Users who return bags filled with at least 60 blisters to any Capital Optical branch can claim a S$5 voucher from the eyewear chain.
Anyone may take part in the initiative and any brand of disposable contact lens may be recycled.
When asked if consumers could recycle the blisters directly by throwing them into the blue recycling bins found around residential estates, Mrs Wong said that it is possible, but if food and liquids are mistakenly thrown into the recycling bins, then the plastic packs will be contaminated and cannot be recycled.
Mrs Wong said that the specially designed bags issued by Capitol Optical will help to reduce incidences of contamination. Separating the blisters and aluminium foils into different sections of the bag will also reduce the manpower required to separate the items at the recycling plant.
Another company that has launched a similar initiative is contact lens company Two of a Kind (Twooak).

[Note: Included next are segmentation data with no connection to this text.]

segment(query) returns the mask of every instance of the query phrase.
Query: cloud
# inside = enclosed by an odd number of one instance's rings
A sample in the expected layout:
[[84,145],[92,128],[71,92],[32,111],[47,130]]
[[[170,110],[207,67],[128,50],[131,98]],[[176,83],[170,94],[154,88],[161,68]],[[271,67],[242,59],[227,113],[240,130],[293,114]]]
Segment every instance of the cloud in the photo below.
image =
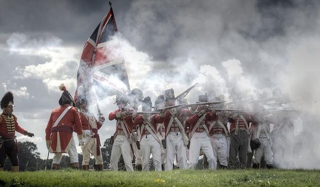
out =
[[7,40],[12,54],[49,57],[50,60],[43,63],[16,67],[13,72],[14,78],[41,80],[49,92],[60,92],[58,86],[62,82],[68,89],[74,90],[79,65],[75,56],[78,52],[74,47],[64,47],[62,42],[54,36],[32,38],[24,34],[12,33]]
[[[13,85],[10,84],[10,81],[8,81],[8,83],[2,83],[2,86],[4,89],[4,91],[6,92],[11,92],[15,96],[18,97],[24,97],[25,98],[29,98],[30,97],[30,94],[28,92],[28,89],[26,87],[20,87],[17,89],[15,89],[14,88],[16,87],[17,84],[13,84]],[[8,85],[9,85],[9,87],[8,87]],[[33,97],[33,96],[32,96]]]

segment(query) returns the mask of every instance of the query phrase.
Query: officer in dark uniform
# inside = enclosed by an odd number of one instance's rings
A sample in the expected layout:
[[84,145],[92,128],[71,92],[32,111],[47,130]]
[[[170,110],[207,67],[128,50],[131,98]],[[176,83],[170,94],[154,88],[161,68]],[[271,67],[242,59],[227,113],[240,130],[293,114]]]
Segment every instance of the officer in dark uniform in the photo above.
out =
[[29,137],[34,136],[20,127],[13,112],[13,94],[9,92],[4,94],[0,102],[2,113],[0,114],[0,171],[3,170],[3,164],[6,156],[11,162],[11,170],[19,171],[18,144],[16,131]]

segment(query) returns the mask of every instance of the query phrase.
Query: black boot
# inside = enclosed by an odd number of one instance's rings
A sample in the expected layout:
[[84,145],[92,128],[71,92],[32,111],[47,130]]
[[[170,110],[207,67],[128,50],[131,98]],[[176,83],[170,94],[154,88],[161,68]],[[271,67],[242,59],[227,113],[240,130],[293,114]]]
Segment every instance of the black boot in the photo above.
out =
[[254,164],[252,164],[252,168],[253,169],[260,169],[260,164],[254,162]]
[[266,164],[267,169],[273,169],[273,166],[272,164]]
[[135,169],[137,171],[142,171],[142,165],[138,164],[135,166]]

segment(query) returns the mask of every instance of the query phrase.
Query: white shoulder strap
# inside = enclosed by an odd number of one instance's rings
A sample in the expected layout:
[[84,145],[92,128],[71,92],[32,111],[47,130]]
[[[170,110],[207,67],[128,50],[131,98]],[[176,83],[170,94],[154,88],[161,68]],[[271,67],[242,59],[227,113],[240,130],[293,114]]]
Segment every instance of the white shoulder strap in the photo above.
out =
[[207,113],[205,114],[202,116],[201,116],[200,118],[199,118],[198,121],[196,122],[196,124],[195,124],[194,127],[193,127],[193,128],[192,129],[192,131],[191,131],[191,132],[189,135],[189,136],[190,136],[190,137],[192,137],[192,136],[193,135],[196,129],[198,128],[198,127],[200,125],[200,123],[202,121],[202,120],[203,120],[203,119],[205,118],[206,115]]
[[247,122],[247,120],[246,120],[246,119],[245,117],[243,117],[242,114],[240,114],[240,118],[241,120],[243,121],[243,122],[245,123],[245,125],[246,125],[246,127],[247,128],[247,131],[248,132],[248,133],[249,134],[249,126],[248,125],[248,123]]
[[261,132],[261,124],[259,124],[259,125],[258,126],[258,129],[256,131],[256,138],[259,139],[259,137],[260,137],[260,132]]
[[226,130],[226,128],[225,128],[225,126],[224,125],[224,124],[222,123],[222,122],[221,122],[220,121],[220,120],[218,120],[218,124],[220,126],[221,126],[221,127],[222,127],[222,128],[224,129],[224,134],[225,134],[225,136],[226,136],[226,137],[228,137],[228,131]]
[[169,133],[169,131],[170,131],[170,128],[171,127],[171,125],[172,125],[172,123],[173,122],[173,119],[174,119],[174,116],[171,116],[171,118],[170,119],[170,121],[169,121],[169,124],[168,124],[168,127],[167,127],[167,131],[165,132],[165,136],[168,135],[168,133]]
[[64,109],[64,111],[62,112],[61,115],[60,115],[60,116],[59,116],[59,117],[58,118],[58,119],[57,119],[57,121],[56,121],[55,123],[53,124],[53,125],[52,125],[53,127],[54,127],[57,126],[59,124],[59,122],[60,122],[61,120],[62,120],[62,119],[64,116],[65,114],[66,114],[66,113],[68,112],[68,111],[69,111],[69,110],[70,110],[71,108],[72,108],[72,106],[69,106],[67,107],[66,107]]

The company started its Project 2×2 initiative last October which allows both customers and non-customers alike to drop off the blister packs of any brand of contact lens at six drop-off points or mail them to the company so that they may be sent for recycling. The drop-off points include Twooak’s office along North Canal Road and Smileworks dental clinic in Paragon mall on Orchard Road.
Unlike Capitol Optical, Twooak does not accept aluminium covers for recycling.
Since the project was launched, the company has seen an enthusiastic response from the public, receiving more than 50,000 blisters from around 200 people in about three months, Mr Darryn Tan, chief executive officer of Twooak, said.
“People have been looking for a solution like that,” he said. “Our company has been discussing ways to recycle blisters with customers for a long time and people have said that they want to get involved. So this is encouraging.”
It made up for the somewhat difficult start in getting other industry players on board.
“We spoke to other retailers and they didn’t care. They care only when others do it and there is traction.”
Mr Tan said that his company eventually decided to go ahead on its own.
The other challenge was finding a recycling company which did not accept a disposal fee for collecting the blisters.
The company believes that the disposal fee charged by recycling companies reduces businesses’ incentive to recycle. He was also concerned that companies which charged an upfront fee may simply incinerate or dump the items instead of recycling them.
However, Twooak eventually found Tay Paper Recycling, which was willing to collect the blisters without imposing a disposable fee.
The blister packs are converted into plastic pallets by Tay Paper and sold to other companies which may use them to make a variety of items such as a car bumpers or plastic bottles.
Mr Tan said that the company aims to get at least 25,000 people recycling blister packs by the end of this year.
“That would help to send the message to other optical chains that it is our obligation to provide the systems and means to consumers for recycling.”